JOHANNESBURG, South Africa - The colors of Bafana Bafana, the affectionate nickname bestowed upon South Africa's national team, are lime green and lemon yellow.

JOHANNESBURG, South Africa - The colors of Bafana Bafana, the affectionate nickname bestowed upon South Africa's national team, are lime green and lemon yellow.

And the colors are everywhere.

On billboards, attached to rearview mirrors, worn in jersey form by nearly everyone working in the service industry, worn by those simply excited for this event, and worn by "The Boys" themselves, who on Friday will kick off the 2010 FIFA World Cup by playing Mexico inside artistic Soccer City, the tournament's marquee venue that holds 88,460 and is located a few winding kilometers from downtown Johannesburg. The stadium is inspired by the African pottery known as "calabash."

The World Cup, the first on African soil, will run from June 11 to July 11.

The city has shut down normal life and jump-started its long-anticipated World Cup.

On Wednesday, schoolchildren were released on a month long World Cup holiday and jubilantly lined the streets of Sandton, a suburb north of Johannesburg, for a "Bafana, Bafana" parade.

Approximately 20,000 people, waving the country's flag and blowing vuvuzelas, watched the team and its Brazilian coach Carlos Alberto Perreira pass on an open-topped bus.

"You have to like this kind of support," Perreira said. "I was there in that car and we could feel the joy, the happiness of the people. It was something very spontaneous. They were there because they believed. They have the same ray of hope we did."

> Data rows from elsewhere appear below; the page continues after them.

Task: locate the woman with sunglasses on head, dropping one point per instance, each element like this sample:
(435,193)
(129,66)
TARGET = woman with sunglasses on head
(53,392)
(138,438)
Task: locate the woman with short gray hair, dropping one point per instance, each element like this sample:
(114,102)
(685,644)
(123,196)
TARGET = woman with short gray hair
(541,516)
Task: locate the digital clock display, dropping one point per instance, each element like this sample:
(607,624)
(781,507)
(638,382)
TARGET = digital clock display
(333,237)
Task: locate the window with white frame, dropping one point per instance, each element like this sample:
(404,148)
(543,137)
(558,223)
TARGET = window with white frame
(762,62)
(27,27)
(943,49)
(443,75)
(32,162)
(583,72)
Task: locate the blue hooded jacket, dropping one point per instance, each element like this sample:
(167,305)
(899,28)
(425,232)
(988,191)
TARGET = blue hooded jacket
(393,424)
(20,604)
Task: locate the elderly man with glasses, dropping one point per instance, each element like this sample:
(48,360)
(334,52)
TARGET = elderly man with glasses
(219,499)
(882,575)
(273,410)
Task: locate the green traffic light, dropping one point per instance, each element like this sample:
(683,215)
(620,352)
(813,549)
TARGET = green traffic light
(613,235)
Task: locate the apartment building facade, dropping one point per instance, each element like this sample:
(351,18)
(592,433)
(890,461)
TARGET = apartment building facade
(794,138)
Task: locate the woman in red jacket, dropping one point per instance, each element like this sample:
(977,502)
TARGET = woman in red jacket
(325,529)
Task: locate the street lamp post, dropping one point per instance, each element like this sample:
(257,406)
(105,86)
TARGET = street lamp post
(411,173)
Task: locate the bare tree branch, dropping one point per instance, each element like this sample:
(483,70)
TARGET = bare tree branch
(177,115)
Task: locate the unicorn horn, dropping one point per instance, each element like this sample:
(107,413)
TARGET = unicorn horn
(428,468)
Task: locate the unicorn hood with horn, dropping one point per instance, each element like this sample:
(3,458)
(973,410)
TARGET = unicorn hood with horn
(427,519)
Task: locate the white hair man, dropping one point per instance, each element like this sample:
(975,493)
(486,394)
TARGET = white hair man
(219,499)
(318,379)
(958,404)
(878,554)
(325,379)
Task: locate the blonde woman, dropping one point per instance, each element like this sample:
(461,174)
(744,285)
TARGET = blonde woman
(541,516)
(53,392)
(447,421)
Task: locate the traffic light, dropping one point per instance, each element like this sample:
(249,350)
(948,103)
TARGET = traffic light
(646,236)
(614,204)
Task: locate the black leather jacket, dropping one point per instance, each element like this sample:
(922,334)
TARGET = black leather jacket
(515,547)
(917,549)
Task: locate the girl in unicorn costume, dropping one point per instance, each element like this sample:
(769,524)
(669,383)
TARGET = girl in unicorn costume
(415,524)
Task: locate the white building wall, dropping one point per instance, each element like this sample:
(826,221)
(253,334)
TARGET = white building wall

Those in attendance called it the most moving scene of their lives; one member of the South African team cried openly.

"We have to understand the feelings of the people," said South Africa captain Aaron Mokoena.

At Soccer City, the surrounding vendors and advertising displays - like Castrol's Cristiano Ronaldo dribbling challenge - were preparing for Friday's crush: The gates open at 10 a.m. and officials have warned spectators to arrive early.

The stadium itself had a sense of final renovation, covered with the dustiness of a just-finished construction project.

On Thursday, South Africa and Mexico held their final training sessions at the stadium.

"The country's sport is football," said Perreira. "This preparation and the World Cup coming here woke this up. And we hope the World Cup will leave a legacy."

Approximately 30,000 fans sold out Orlando Stadium in Soweto on Thursday night for the FIFA World Cup Kick-Off Celebration Concert featuring American artists Alicia Keys and John Legend and Colombian artist Shakira.

"Six years ago it would have been difficult to imagine an event of this magnitude taking place here, so it's a great honor for us to be part of it," Zolani Mahola, the lead vocalist of South African band Freshlyground, told FIFA.

"Given the history of this country, and over and above our own performance or the importance of the event itself, there's a wider and even more significant agenda which involves the whole of Africa," Mpumi Mcata, the lead guitarist with Johannesburg rock outfit BLK JKS, also told FIFA.

The traffic is thickening, the flags are flying, the energy is everywhere, and Friday afternoon it begins on the field.

"Football has united South Africa," Perreira concluded.